高校生活の記憶の3分の1程度は弓が占めている。
弓道部に入り、毎日のように弓を引き続けていた。
弓というのは面白いものでハマる人はとことんハマるが、ハマらない人は全くハマらない。
私は前者であった。今では後者だが…。
弓への興味などとっくの昔に捨てたはずだが、ゲームで弓を見かけると惹かれるのは弓への心残りがあるからなのだろうか。


弓への熱は宗教的なモノがあった。

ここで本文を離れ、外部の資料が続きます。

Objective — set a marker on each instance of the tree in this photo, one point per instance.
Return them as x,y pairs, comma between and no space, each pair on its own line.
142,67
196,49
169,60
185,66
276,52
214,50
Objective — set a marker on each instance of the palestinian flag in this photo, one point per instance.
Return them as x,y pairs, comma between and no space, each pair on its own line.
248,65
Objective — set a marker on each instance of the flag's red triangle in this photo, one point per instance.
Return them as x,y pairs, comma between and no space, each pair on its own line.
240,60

あの頃は弓を中心に生活していた。
30分自由な時間があれば道場へ足を運んだ。
弓を引いている間は周りを完全に排除して一人になることができる。
友人と呼ばれる存在が全くいなかった自分にとっては心地よかった。


しかし、そんな弓道熱もある時期を境に急激に冷めていった。
2年の秋、3年間の中で特に大事な大会。
部員50人のうち、出場できるのは6名。
幸運にも私は出場の切符を掴んだ。
練習はとても楽しかった。今までの自分の努力が全て肯定されていたような気がしていた。
迎えた大会当日。全ての物事が上手くいく訳が無い。
私は緊張していた。足が震え、視界は真っ白だった。
他のメンバーは結果を残す中、私は初戦敗退。

しかしこれは仕方の無いことだったと思う。
大会直前、私は謙虚ではなかった。
メンバーに選ばれたことで周囲を見下し、自分が一番上手だと思い込んでいた。
自分を唯一表現できる方法であった弓を、自分の劣等感を隠し、人を見下す道具にしてしまった…

もう一度弓を…とはならないあたり、私は弓が好きでは無いのかも知れない……

だが、高校三年間、弓を引き続けたことは私にとって貴重な財産であると確信している。